From these, it is considered that gallic acid is equivalent to tannic acid, and propyl gallate has an antiallergenic effect that is higher than tannic acid.

Example 1 Water-Soluble Agent A uniform anti-allergen composition was prepared by dissolving it in a solvent containing 30 v / v% of ethanol and 70 v / v% of water so that propyl gallate was 6 w / v%.

Example 2 Aerosol 50 v / v% ethanol, 40 v / v% No. 1 kerosene, 10 v / v% polyoxyethylene (60) hydrogenated castor oil, and 6 w / v% propyl gallate and 30 w phenyl salicylate. 200m of solution dissolved to be / v%
1 was prepared, filled in an aerosol container and fitted with a valve, and then 100 ml of liquefied petroleum gas and 5 ml of liquefied carbon dioxide gas were pressure-filled through the valve portion to prepare an anti-allergen composition.
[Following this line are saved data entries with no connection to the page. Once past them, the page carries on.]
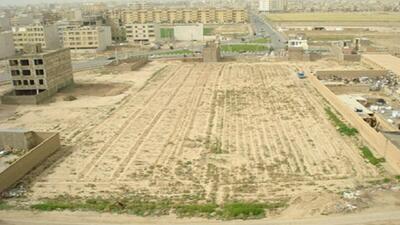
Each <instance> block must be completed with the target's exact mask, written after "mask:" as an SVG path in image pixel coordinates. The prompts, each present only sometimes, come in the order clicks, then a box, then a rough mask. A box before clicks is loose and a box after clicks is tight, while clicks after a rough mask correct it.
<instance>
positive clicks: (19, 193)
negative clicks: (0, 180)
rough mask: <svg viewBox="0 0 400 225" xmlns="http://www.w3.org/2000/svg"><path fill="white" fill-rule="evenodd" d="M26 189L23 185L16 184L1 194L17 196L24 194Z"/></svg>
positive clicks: (7, 197)
mask: <svg viewBox="0 0 400 225" xmlns="http://www.w3.org/2000/svg"><path fill="white" fill-rule="evenodd" d="M25 192H26V190H25V188H24V186H23V185H18V186H16V187H15V188H13V189H10V190H8V191H5V192H3V193H2V194H1V197H3V198H18V197H21V196H23V195H24V194H25Z"/></svg>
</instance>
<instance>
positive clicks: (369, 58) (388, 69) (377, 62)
mask: <svg viewBox="0 0 400 225" xmlns="http://www.w3.org/2000/svg"><path fill="white" fill-rule="evenodd" d="M363 57H365V58H366V59H369V60H371V61H372V62H374V63H376V64H378V65H379V66H381V67H383V68H385V69H387V70H391V71H393V72H394V73H395V74H397V75H399V76H400V58H397V57H395V56H392V55H389V54H363Z"/></svg>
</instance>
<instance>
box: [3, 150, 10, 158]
mask: <svg viewBox="0 0 400 225" xmlns="http://www.w3.org/2000/svg"><path fill="white" fill-rule="evenodd" d="M9 154H11V151H7V150H1V151H0V157H3V156H6V155H9Z"/></svg>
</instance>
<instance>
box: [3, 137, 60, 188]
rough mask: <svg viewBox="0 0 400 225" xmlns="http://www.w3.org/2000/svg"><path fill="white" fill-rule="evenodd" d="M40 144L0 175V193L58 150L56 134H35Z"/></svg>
mask: <svg viewBox="0 0 400 225" xmlns="http://www.w3.org/2000/svg"><path fill="white" fill-rule="evenodd" d="M35 135H36V138H37V140H38V142H40V144H38V145H37V146H36V147H35V148H33V149H32V150H30V151H29V152H27V153H26V154H25V155H23V156H22V157H21V158H19V159H18V160H17V161H15V162H14V163H13V164H11V165H10V166H9V167H8V168H7V169H5V170H4V171H3V172H1V173H0V193H1V192H3V191H5V190H7V189H8V188H10V187H11V186H12V185H14V184H15V183H16V182H17V181H18V180H20V179H21V178H23V177H24V176H25V175H26V174H27V173H29V172H30V171H31V170H32V169H34V168H35V167H36V166H38V165H40V163H41V162H43V161H44V160H46V159H47V158H48V157H49V156H50V155H52V154H53V153H54V152H55V151H57V150H58V149H59V148H60V146H61V145H60V136H59V134H58V133H45V132H38V133H35Z"/></svg>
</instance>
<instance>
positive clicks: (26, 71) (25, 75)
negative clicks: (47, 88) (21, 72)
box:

Example 3 Water-Soluble Agent Ethanol 10 v / v%, Benzyl Alcohol 40 v /
gallic acid 6w in a solvent consisting of v% and water 50v / v%
/ V% was dissolved to prepare a uniform anti-allergen composition.

Example 4 Wettable powder 250 mesh hydroxyabatite 70 v / v
%, POE (4) lauryl ether 30 v / v% were kneaded to prepare a uniform anti-allergen composition.
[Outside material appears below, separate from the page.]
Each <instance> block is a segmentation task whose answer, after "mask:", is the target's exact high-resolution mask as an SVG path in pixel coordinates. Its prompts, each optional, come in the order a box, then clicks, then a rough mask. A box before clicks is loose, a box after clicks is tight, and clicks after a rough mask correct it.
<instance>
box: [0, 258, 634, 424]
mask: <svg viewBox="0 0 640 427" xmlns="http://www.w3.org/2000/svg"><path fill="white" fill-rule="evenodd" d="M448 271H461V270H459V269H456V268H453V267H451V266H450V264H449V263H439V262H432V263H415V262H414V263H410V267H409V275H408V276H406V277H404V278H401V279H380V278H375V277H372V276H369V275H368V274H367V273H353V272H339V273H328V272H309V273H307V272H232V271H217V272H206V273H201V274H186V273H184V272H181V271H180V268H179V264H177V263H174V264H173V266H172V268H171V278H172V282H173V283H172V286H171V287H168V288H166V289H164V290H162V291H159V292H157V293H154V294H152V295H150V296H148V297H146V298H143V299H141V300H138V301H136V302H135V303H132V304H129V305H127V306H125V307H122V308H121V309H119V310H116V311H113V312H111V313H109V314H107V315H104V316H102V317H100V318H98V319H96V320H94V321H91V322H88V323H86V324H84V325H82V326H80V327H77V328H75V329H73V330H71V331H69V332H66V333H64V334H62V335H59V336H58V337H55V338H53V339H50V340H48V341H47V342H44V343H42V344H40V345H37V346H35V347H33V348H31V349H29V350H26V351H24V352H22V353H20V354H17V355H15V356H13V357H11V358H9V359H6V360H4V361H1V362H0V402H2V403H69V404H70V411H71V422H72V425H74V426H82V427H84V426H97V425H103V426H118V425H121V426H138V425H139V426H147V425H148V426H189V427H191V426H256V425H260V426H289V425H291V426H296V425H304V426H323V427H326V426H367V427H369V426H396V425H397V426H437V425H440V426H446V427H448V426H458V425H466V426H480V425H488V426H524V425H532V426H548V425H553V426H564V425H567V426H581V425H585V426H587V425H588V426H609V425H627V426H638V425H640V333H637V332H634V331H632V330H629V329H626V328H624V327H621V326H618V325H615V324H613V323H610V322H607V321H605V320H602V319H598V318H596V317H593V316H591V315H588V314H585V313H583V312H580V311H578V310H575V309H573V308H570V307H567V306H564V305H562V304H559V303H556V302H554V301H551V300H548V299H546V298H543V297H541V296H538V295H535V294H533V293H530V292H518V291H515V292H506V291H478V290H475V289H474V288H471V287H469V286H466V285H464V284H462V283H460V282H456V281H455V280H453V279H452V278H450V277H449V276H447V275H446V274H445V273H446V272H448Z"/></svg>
Example 5 Water-soluble agent Polyphenone 60 5 w / v%, benzyl alcohol 4
A uniform anti-allergen composition was prepared by thorough mixing to give 0 v / v% and 50 v / v% water.

[0070]

INDUSTRIAL APPLICABILITY As described above, the method of removing allergen from the environment and the anti-allergen composition of the present invention use gallic acid, propyl gallate and hydroxyapatite, and thus allergens in the environment, particularly indoor dust mites. It is possible to reduce allergens derived from the family. Further, it was possible to provide a composition having a higher antiallergen effect than tannic acid, which can be treated simply and easily as compared with the conventional cleaning method, and which can be treated by the same treatment method. Furthermore, propyl gallate is a highly safe compound that can be used in cosmetics, and at the same time, it is a stable compound because it is not a natural product like tannic acid and is a synthetic compound, and an anti-allergen. It has the advantage that the effect does not vary depending on the lot.

[0071]

[Brief description of drawings]

FIG. 1 is a plan view for explaining a measuring method of Test Example 1 for explaining the present invention in detail.
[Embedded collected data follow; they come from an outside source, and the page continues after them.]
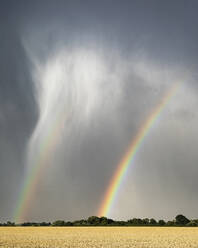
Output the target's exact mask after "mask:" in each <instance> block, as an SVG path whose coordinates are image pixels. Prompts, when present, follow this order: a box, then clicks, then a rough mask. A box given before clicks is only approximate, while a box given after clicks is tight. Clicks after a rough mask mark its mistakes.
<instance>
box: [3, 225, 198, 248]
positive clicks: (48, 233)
mask: <svg viewBox="0 0 198 248" xmlns="http://www.w3.org/2000/svg"><path fill="white" fill-rule="evenodd" d="M0 247H3V248H32V247H35V248H64V247H68V248H69V247H70V248H74V247H75V248H76V247H80V248H85V247H90V248H92V247H95V248H97V247H104V248H105V247H108V248H110V247H124V248H125V247H137V248H140V247H141V248H162V247H163V248H177V247H178V248H189V247H191V248H197V247H198V228H196V227H1V228H0Z"/></svg>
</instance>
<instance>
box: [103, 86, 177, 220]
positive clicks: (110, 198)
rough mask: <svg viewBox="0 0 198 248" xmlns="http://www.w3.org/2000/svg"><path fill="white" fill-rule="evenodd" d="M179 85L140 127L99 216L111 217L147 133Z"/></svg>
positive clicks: (110, 184) (120, 165)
FIG. 2 is a plan view for explaining each well on a reaction plate of Test Example 2 for explaining the present invention in detail.

[Explanation of symbols]

 1a Foot before induction 1b Test foot after induction 1c Control foot after induction 2a Foot height before induction 2b Height of test foot after induction 2c Height of control foot after induction 3b Prior to induction of test foot Broken line showing the height of the foot 3c Broken line showing the height of the foot before the induction of the control foot 4 Plate for ELISA

─────────────────────────────────────────────────── ─── Continuation of the front page (51) Int.Cl. ⁵ Identification number Office reference number FI technical display location A61K 35/78 AGZ C 7822-4C

Claims (5)

[Claims] 1. A tea extract, hydroxyapatite, epicatechin, epigallocatechin, epicatechin gallate, epigallocatechin gallate, gallic acid, and an ester compound of gallic acid and an alcohol having 1 to 4 carbon atoms. A method of removing an allergen from an environment, which comprises treating the environment with more than one species. 2. A method for removing an allergen from an environment, wherein the allergen according to claim 1 is an allergen derived from indoor dust mites. 3. A tea extract, hydroxyapatite, epicatechin, epigallocatechin, epicatechin gallate, epigallocatechin gallate, gallic acid, and an ester compound of gallic acid and an alcohol having 1 to 4 carbon atoms. An anti-allergen composition containing one or more compounds. 4. 0.1 to 10% by weight of tea extract, hydroxyapatite, epicatechin, epigallocatechin,
An anti-allergen composition comprising one or more compounds selected from epicatechin gallate, epigallocatechin gallate, gallic acid, and ester compounds of gallic acid and an alcohol having 1 to 4 carbon atoms. 5. An anti-allergen composition, wherein the allergen according to claim 3 or 4 is an allergen derived from indoor dust mites.